Il dato dell’inflazione americana, uscito l’altro ieri, che non accenna a diminuire, fa propendere per una tornata sempre più aggressiva di rialzi dei tassi da parte della Fed. E in Europa il conflitto ormai permanente tra Russia e Ucraina, unito alla crisi dei prezzi folli del gas e a probabili razionamenti induce a pensare che la recessione sia inevitabile e anche la più profonda in giro per il mondo. Ad unirsi al coro delle preoccupazioni è arrivata l’agenzia di rating S&P che ha diffuso uno studio in cui accentua il pessimismo sulle sue precedenti stime, già negative. Gli analisti dell’agenzia Usa hanno ipotizzato uno nuovo scenario di downside delle loro previsioni a cui assegnano una probabilità di uno a tre che si avveri.

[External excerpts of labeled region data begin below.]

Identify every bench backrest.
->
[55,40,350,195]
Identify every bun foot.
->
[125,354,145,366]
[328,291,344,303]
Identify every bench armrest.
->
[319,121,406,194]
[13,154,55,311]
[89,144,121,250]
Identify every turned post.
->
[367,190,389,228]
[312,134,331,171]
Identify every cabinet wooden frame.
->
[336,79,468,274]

Lo scenario pessimista sull’Europa

E lo scenario “pessimista” parte da alcune considerazioni di puro buon senso. Il dato così resiliente dell’inflazione americana che, dopo il dato diffuso l’altro ieri, mostra un sempre più difficile rientro, chiama ulteriori forti rialzi dei tassi Usa, dopo la stretta già avviata. Le banche centrali europea e inglese non potranno stare alla finestra, finendo per seguire la strada intrapresa da Powell. Con un’aggravante, dice S&P. Che il forte apprezzamento del dollaro sull’euro e la sterlina causa a sua volta inflazione importata che finisce per rendere ancora più difficile lo sforzo di Bce e Boe per domare la spirale inflazionistica.

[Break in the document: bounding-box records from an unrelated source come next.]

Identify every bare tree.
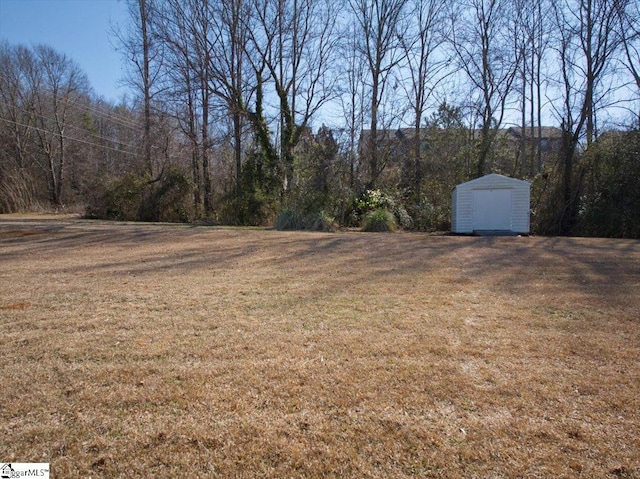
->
[112,0,164,176]
[618,1,640,125]
[399,0,449,201]
[34,45,89,207]
[349,0,406,188]
[248,0,337,195]
[553,0,626,234]
[339,24,367,188]
[209,0,254,195]
[451,0,520,176]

In più l’Europa rispetto agli Usa pagherà molto cara la crisi energetica e il perdurare del conflitto russo-ucraino. Elementi aggiuntivi che fanno dire agli analisti di S&P che l’Eurozona potrebbe vedere una contrazione del Pil dell’1,3% nel corso dell’intero 2023. Una stima assai peggiore di quella formulata nei report precedenti. A soffrire di più la Germania con un calo del Pil atteso del 3,4%. A seguire l’altro paese che rischia la recessione più dura, l’Italia con una contrazione dell’1,5%. In rosso sulla decrescita dell’economia reale anche Gran Bretagna (-0,8%) e Francia (-0,7%). Si salverebbe solo la Spagna, in virtù del minor impatto della crisi energetica con un Pil in lieve progresso dello 0,7%.

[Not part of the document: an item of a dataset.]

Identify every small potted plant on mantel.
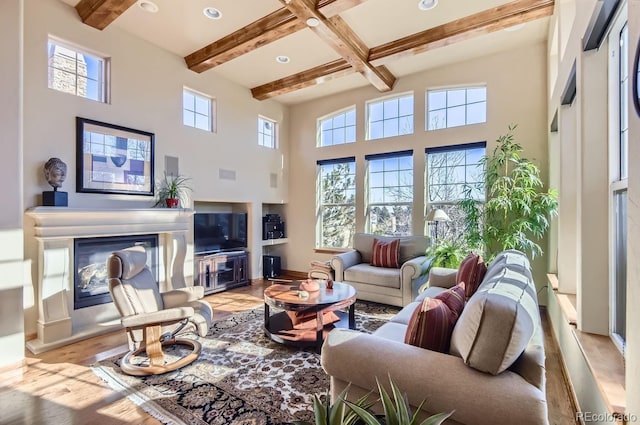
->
[155,173,191,208]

Anche per gli Stati Uniti la recessione per S&P è cosa fatta nello scenario pessimistico, ma molto meno accentuata che in Europa con un calo del Pil che non dovrebbe superare lo 0,3% e con un incremento del tasso di disoccupazione al 4,8% l’anno prossimo. S&P è anche particolarmente pessimista sul rientro della fiammata inflazionistica, in particolare in Europa. L’Eurozona potrebbe vedere il tasso d’inflazione al 7,8% per l’intero 2023, con la Germania che arriverebbe a sfiorare il 12%. Anche il resto del mondo sarà contagiato dagli effetti della frenata dell’economia con l’Estremo Oriente e l’Asia in generale che manterranno segno positivo nella crescita ma fortemente ridimensionato rispetto al passato. La Cina si dovrà accontentare di una crescita di solo il 4,4%, ben lontani dalla traiettoria storica che vedeva il Pil crescere a tassi sopra il 6-7% l’anno. Queste le previsioni nello scenario più fosco dell’agenzia Usa.

L’esito della guerra

Che vede per il 2024 un recupero dalla frenata recessiva e il ritorno a una crescita positiva sia in Usa che in Europa. Ma ovviamente previsioni a lunga sono meno affidabili, dati i tanti fattori esogeni che contraddistinguono questa crisi. Primo fra tutti l’esito del conflitto che resta la variabile chiave e che si trascina con sé il tema della crisi energetica. E poi queste sono previsioni che si limitano all’economia reale e alla politica dei tassi.

Manca un’altra variabile che può inficiare le speranze di una discesa rapida dell’inflazione, uno stop al rialzo dei tassi e la fuoriuscita nel 2024 dalla recessione. Quella di una possibile crisi finanziaria che coinvolga il settore dei prestiti a leva e dei fondi che investono in obbligazioni hi yield, o anche dei fondi pensione anglosassoni su cui il rialzo dei tassi può scatenare fallimenti e crisi di liquidità. Una variabile che non si può escludere.